Earlier this month, Obama stuck with his pledge that some U.S. forces would return home in July. But the scope of that withdrawal is expected to be modest and its pace is unknown, since the transition to Afghan forces taking control of their nation is expected to last through 2014.
Already, the community of Fort Campbell is looking forward to the 101st's return: The 3rd Brigade Combat Team will start coming back later this month. The 1st and 2nd brigades, the 101st Combat Aviation Brigade and the 101st headquarters will come home in the spring, and the 4th Brigade Combat Team will return in the summer.
By early summer, about 15,000 division soldiers will be back on post, military officials said.
Once home, members of the 101st will have at least a year before they will be considered for another deployment, according to a Fort Campbell spokesman.
‘Can't think about' injuries
When deployed, Fort Campbell's 159th Combat Aviation Brigade will be based in Regional Command South, a desert area that is rife with insurgents. Soldiers will ferry troops, conduct combat raids and train the tiny Afghan air force.
To prepare, the soldiers have studied Afghan culture and language, learned about current events and spent 45 days training in deserts in the Southwest.
The unit also has worked to help families who are preparing to send loved ones into a war zone.
For some soldiers, it's the third or fourth time they've deployed since 2001, said Col. Todd Royar, the brigade's commander. “I've been in 24 years, and I don't think we've ever spent as much time to ensure soldiers and families are ready to deploy,” Royar said.
Debbie Bush, 42, is preparing to see her husband, Sgt. Michael Bush, begin a second tour to Afghanistan and third overall deployment. She and their two teenage daughters will lean on base get-together and support groups and keep up with news from Afghanistan, she said.

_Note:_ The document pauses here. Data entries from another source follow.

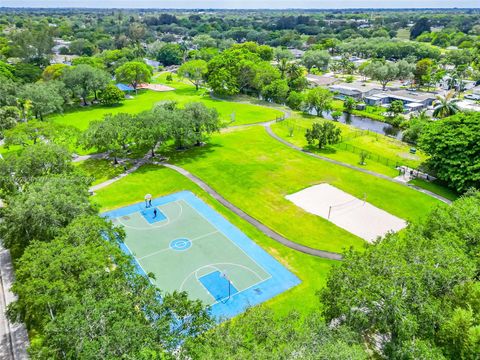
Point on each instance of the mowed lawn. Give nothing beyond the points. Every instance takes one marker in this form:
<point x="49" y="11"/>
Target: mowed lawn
<point x="240" y="113"/>
<point x="383" y="152"/>
<point x="256" y="172"/>
<point x="161" y="181"/>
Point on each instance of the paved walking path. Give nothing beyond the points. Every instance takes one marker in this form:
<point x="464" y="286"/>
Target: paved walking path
<point x="134" y="168"/>
<point x="353" y="167"/>
<point x="13" y="337"/>
<point x="263" y="228"/>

“It's always in the back of my mind that he could be hurt,” Bush said. “But you just can't think about it. … My girls, they have friends who had a parent hurt or lost a parent. We just keep the communication open.”
While some family members might normally take solace in the fact that the frigid Afghan winter usually means a lull in the fighting, this winter so far is different.
“We typically see a decrease in insurgent activity during the winter as most of them return to Pakistan or their homes in Afghanistan where they regroup, train and begin operations again in the early spring,” Campbell said. “[But] this year the winter so far has been mild and thus has lengthened the ‘typical' fighting season.”